New company set up to develop CAM project
A new company will be set up to develop plans for the proposed Cambridgeshire Autonomous Metro (CAM).
The Cambridgeshire and Peterborough Combined Authority board voted on Wednesday, August 5 to incorporate a company to act as a special purpose vehicle (SPV) for the project.
It will act as “lead entity” though some project decisions will be made by the board, made up of council leaders from across the county.
The board also approved £2million to set up the company – £1million from its capital fund, and an application for £1million to the Combined Authority’s local growth fund. Further specifics will be confirmed in September, including the chairman and board members.
Kim Sawyer, joint chief executive of the Combined Authority, said it intends to present a revised business plan and financial plan in September for this company over the next four years.
Also coming back to the board will be “an agreement on how we can continue working with our partners,” which includes the Greater Cambridge Partnership, which has been publicly criticised by mayor James Palmer in disputes over the metro.

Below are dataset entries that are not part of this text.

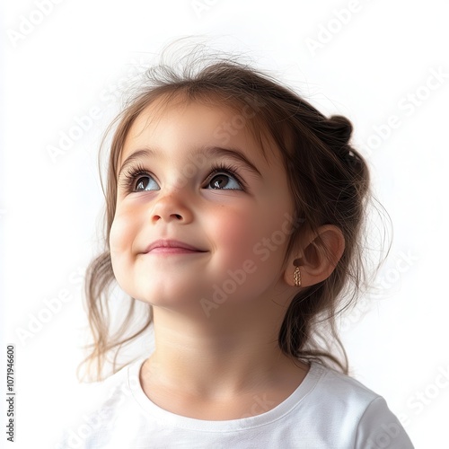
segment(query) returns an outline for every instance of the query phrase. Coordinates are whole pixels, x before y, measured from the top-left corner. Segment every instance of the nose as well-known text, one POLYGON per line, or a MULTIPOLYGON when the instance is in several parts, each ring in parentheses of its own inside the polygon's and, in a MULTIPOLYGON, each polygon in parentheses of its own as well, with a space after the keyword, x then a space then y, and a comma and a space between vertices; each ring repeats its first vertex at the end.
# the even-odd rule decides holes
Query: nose
POLYGON ((187 198, 180 192, 172 191, 156 200, 151 211, 151 221, 187 224, 193 219, 193 213, 187 205, 187 198))

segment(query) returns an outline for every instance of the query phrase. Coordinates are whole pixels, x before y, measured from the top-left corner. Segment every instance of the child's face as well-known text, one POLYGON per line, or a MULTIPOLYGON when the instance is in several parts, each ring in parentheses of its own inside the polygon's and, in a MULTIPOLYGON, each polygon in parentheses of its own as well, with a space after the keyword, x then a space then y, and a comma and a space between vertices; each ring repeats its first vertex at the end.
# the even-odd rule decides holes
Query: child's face
MULTIPOLYGON (((231 109, 161 104, 136 119, 119 162, 123 172, 110 239, 119 284, 136 299, 173 308, 272 299, 286 287, 281 266, 293 216, 278 150, 267 148, 267 162, 242 128, 243 115, 231 109), (220 164, 237 176, 223 169, 211 174, 220 164), (148 252, 158 240, 198 251, 148 252)), ((250 116, 248 108, 244 112, 250 116)))

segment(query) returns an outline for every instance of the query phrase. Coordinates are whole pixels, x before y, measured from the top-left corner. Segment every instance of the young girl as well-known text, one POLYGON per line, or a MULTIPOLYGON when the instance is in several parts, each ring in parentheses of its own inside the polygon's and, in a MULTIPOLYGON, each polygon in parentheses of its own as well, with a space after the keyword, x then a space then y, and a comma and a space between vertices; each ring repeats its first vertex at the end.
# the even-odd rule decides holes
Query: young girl
POLYGON ((329 349, 363 277, 369 175, 350 122, 229 60, 148 79, 115 122, 88 362, 101 376, 151 323, 154 350, 62 447, 413 447, 329 349), (113 280, 131 298, 111 336, 113 280))

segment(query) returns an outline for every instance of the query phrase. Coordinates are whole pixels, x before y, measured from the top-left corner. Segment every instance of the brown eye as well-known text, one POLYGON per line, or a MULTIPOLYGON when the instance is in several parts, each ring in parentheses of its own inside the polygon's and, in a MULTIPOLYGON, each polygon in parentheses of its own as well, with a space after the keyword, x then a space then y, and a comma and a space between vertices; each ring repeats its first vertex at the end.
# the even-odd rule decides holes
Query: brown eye
POLYGON ((207 189, 242 190, 239 181, 233 176, 225 173, 218 173, 211 178, 207 189))
POLYGON ((134 190, 136 192, 145 190, 159 190, 159 186, 151 176, 140 176, 136 180, 134 190))

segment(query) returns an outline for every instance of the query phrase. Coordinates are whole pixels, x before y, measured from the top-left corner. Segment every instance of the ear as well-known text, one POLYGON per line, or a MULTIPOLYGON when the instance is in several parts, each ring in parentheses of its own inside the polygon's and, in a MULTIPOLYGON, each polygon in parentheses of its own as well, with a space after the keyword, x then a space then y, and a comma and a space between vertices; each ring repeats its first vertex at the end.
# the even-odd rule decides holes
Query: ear
POLYGON ((345 251, 345 237, 333 224, 325 224, 318 232, 305 235, 303 244, 288 260, 284 280, 295 288, 294 272, 301 272, 301 286, 310 286, 327 279, 345 251))

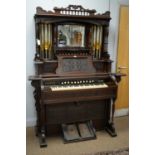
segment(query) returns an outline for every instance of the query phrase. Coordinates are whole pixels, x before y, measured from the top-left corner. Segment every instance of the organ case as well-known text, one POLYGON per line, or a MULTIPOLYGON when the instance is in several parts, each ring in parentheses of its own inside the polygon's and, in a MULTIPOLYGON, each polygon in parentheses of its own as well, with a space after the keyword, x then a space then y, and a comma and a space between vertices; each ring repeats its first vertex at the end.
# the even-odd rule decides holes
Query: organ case
POLYGON ((64 123, 91 120, 96 130, 116 136, 113 117, 122 74, 111 72, 110 12, 97 14, 80 5, 54 11, 37 7, 34 18, 36 75, 29 80, 40 146, 47 146, 46 136, 64 123))

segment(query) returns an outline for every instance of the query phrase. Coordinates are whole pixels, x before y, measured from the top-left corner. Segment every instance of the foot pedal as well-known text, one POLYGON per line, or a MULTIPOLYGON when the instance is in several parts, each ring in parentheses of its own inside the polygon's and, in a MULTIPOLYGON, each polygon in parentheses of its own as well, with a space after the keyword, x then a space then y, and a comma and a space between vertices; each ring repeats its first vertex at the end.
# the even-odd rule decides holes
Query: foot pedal
POLYGON ((92 121, 62 124, 64 142, 78 142, 96 139, 92 121))

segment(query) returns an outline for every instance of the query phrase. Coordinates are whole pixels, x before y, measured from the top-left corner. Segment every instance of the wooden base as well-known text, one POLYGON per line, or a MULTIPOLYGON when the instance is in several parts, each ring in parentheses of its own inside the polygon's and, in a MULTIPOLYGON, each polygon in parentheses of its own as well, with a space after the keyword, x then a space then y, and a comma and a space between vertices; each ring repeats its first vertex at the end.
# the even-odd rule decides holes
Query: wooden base
POLYGON ((115 131, 115 127, 113 123, 108 123, 107 126, 105 127, 105 130, 109 133, 111 137, 116 137, 117 133, 115 131))
POLYGON ((40 143, 40 147, 47 147, 45 134, 43 134, 43 133, 40 134, 40 136, 39 136, 39 143, 40 143))

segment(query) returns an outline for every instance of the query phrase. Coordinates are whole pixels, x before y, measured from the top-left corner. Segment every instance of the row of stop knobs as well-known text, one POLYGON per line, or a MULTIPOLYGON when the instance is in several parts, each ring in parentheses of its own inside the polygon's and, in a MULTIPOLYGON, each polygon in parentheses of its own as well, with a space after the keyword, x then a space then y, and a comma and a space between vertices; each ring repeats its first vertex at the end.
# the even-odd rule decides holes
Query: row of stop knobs
MULTIPOLYGON (((103 82, 103 81, 100 81, 100 82, 103 82)), ((62 85, 64 84, 84 84, 84 83, 95 83, 94 80, 80 80, 80 81, 64 81, 64 82, 61 82, 62 85)))

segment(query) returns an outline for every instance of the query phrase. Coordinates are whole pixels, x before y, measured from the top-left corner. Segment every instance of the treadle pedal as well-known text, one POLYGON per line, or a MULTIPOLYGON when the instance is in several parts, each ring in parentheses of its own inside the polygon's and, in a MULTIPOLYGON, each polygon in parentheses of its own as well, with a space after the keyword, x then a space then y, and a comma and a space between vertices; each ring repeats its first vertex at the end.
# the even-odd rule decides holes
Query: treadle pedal
POLYGON ((62 124, 65 143, 96 139, 92 121, 62 124))

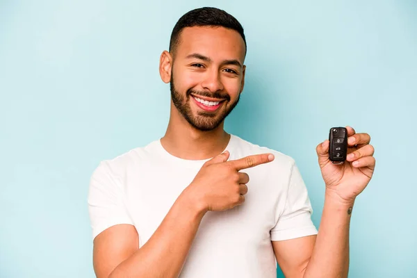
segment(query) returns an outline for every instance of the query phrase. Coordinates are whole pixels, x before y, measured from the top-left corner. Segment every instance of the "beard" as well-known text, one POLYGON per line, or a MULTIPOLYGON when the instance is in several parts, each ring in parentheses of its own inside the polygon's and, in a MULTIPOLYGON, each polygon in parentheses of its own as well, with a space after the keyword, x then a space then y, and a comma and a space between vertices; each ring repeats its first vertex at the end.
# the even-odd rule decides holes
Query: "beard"
POLYGON ((182 116, 188 122, 188 123, 195 129, 202 131, 210 131, 216 129, 227 117, 229 114, 234 109, 240 98, 240 95, 238 99, 230 104, 230 96, 226 93, 215 92, 209 93, 204 91, 196 91, 193 89, 187 90, 186 95, 181 95, 175 89, 174 84, 174 76, 171 72, 171 80, 170 81, 170 88, 171 90, 171 98, 174 105, 182 116), (190 101, 191 94, 200 95, 202 97, 213 97, 215 99, 225 99, 223 101, 227 101, 227 104, 222 104, 221 107, 213 113, 198 111, 197 115, 193 113, 190 108, 190 101), (225 106, 225 107, 223 107, 225 106))

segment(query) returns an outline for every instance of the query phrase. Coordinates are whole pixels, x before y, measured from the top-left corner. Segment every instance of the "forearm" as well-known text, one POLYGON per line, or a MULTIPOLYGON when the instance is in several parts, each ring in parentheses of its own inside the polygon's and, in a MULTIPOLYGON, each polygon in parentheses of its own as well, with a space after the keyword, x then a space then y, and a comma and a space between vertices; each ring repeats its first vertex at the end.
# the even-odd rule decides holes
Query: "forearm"
POLYGON ((326 192, 316 245, 304 278, 348 277, 353 204, 354 202, 342 202, 326 192))
POLYGON ((186 190, 149 240, 110 275, 116 277, 177 277, 205 211, 186 190))

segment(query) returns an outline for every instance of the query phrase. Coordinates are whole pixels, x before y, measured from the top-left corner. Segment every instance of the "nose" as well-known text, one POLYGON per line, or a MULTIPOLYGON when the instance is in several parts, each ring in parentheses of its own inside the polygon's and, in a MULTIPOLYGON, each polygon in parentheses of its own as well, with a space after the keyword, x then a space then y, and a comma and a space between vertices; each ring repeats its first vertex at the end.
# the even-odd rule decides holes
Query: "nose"
POLYGON ((222 90, 224 86, 218 71, 207 71, 204 80, 202 83, 202 87, 211 92, 222 90))

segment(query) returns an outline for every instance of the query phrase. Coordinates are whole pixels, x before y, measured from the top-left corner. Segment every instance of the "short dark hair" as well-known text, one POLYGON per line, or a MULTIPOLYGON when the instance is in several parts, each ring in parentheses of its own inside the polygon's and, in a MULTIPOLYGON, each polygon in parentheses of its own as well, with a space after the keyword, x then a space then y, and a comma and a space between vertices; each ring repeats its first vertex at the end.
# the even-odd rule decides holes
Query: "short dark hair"
POLYGON ((174 26, 170 40, 170 52, 174 52, 179 44, 179 37, 182 29, 193 26, 220 26, 237 31, 245 42, 245 55, 247 47, 243 33, 243 27, 238 19, 223 10, 217 8, 204 7, 189 11, 181 17, 174 26))

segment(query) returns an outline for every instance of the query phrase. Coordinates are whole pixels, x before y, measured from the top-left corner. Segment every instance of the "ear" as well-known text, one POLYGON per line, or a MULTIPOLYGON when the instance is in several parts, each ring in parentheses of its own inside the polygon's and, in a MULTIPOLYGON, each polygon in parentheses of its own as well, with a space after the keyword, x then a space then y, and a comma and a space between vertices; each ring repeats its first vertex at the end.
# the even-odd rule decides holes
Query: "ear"
POLYGON ((171 68, 172 67, 172 56, 165 50, 159 58, 159 75, 164 83, 171 81, 171 68))
POLYGON ((240 83, 240 93, 242 93, 243 87, 245 87, 245 72, 246 72, 246 65, 243 65, 243 70, 242 72, 242 82, 240 83))

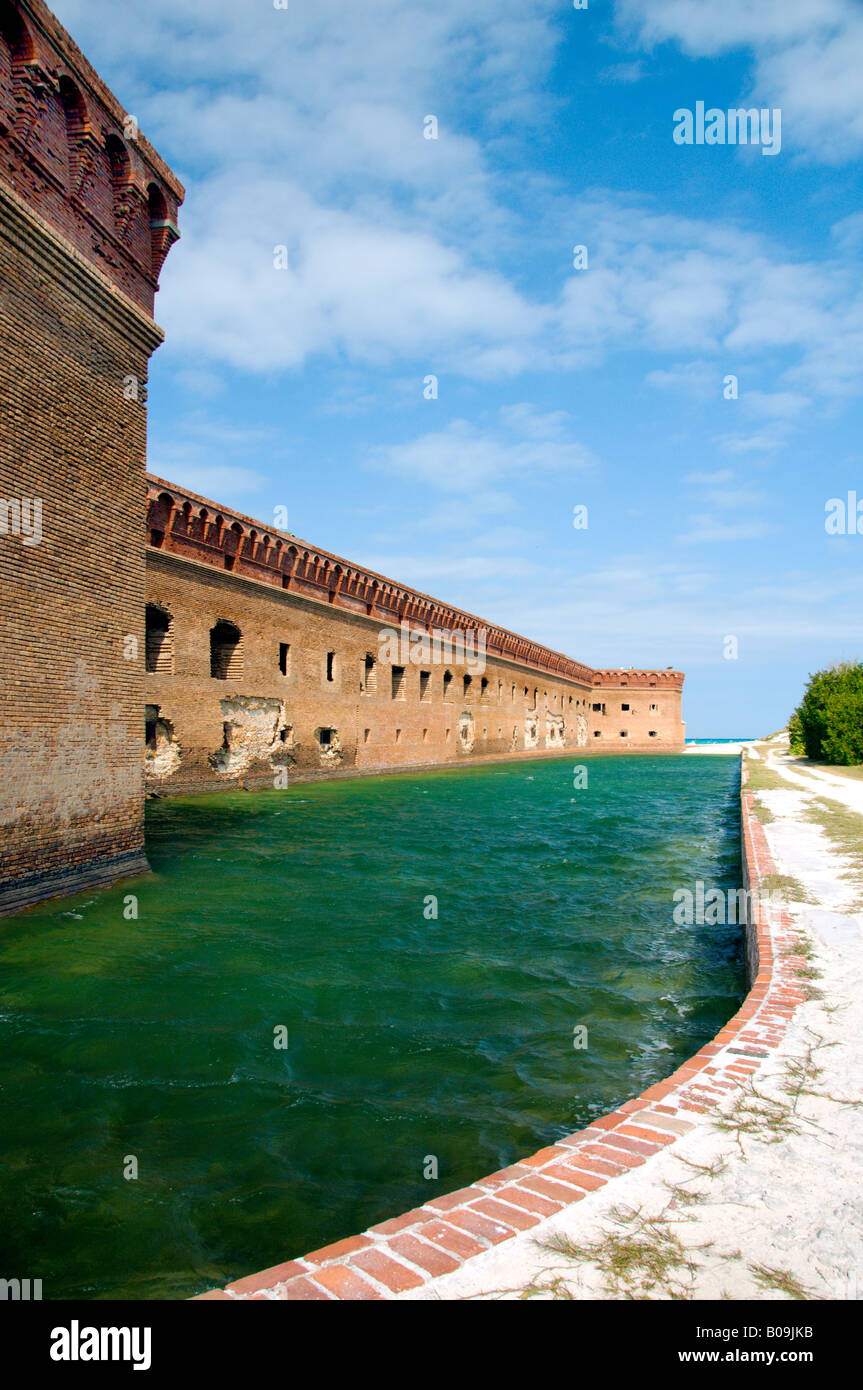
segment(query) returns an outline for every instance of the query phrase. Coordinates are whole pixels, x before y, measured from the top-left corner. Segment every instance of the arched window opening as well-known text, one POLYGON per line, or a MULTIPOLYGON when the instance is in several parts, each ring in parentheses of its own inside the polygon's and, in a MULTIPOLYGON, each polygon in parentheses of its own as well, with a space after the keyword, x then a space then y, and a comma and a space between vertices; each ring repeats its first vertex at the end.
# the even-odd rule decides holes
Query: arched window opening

The leader of Cambridge City Council, Lewis Herbert, voted against setting up the new company, and South Cambridgeshire District Council leader Bridget Smith abstained. Both say they support the metro project but questioned the process and timing of the decision to create the company. County council leader Steve Count said it was “borderline” as to whether now is the right time for the new company.
The board also heard the outline business case for the CAM is delayed and will not be ready this month as anticipated. Mr Palmer said it is expected in January following “a significant piece of work” from the technical advisory committee which questions the affordability of the Combined Authority’s current vision for the plan, and instead suggests using smaller vehicles, which could reduce the estimated cost by more than half to less than £2billion.
Cllr Herbert said the latest technology report proposes something “quite different” to the vision last presented to the board in the strategic outline business case.
“I’m as enthusiastic about the metro as you are and other members of the Combined Authority,” Cllr Herbert said, but he said his “core concern” is that the project currently lacks a clear definition and that the elected Combined Authority – not the company – should progress the scheme further for now.
He said: “Call me old fashioned, but I believe that we need to know what it is, and where it’s going, and how it’s going to be funded before we start setting up what is a very expensive administration. It’s the Combined Authority’s job to define what it is and what our priorities are for it.”
He added: “I do not think this is the right time. It isn’t that I don’t believe there is a need for such a vehicle, but I think it’s for this board and for the Combined Authority to provide the leadership and get to the point of resolving what it is. In terms of salaries and overheads, I just think we are being asked in a way to buy a pig in a poke, because we just don’t know exactly what the overheads and costs are.”
Cllr Smith said: “There seems to be an incredible rush to get this done. Why now? Why rush in this way?”
The leader of East Cambridgeshire District Council, Anna Bailey, said: “If we are committed to CAM, and I certainly am, we absolutely have to go for this and we have to have the right resources to deliver it.”
Mr Palmer said creating the company is an “extraordinary step”.
“I understand that some may be nervous about it. Some may say, why the rush,” he said. “If we do not sort out the transport system by 2030 the economy will begin to go backwards – that’s the rush.
“Why we are setting up this special purpose vehicle is because we have gone out to the very best and brightest minds in the country, people who have delivered on major infrastructure projects across the world, and we have heeded their advice to set up this special purpose vehicle. We are doing what has been recommended to us.
“You have to look to world experts, and you have to listen to them, and this special purpose vehicle will allow us to do that. Setting it up now allows us to be in a position when the outline business case is completed that we can move forward at pace – the pace necessary, the rush necessary.”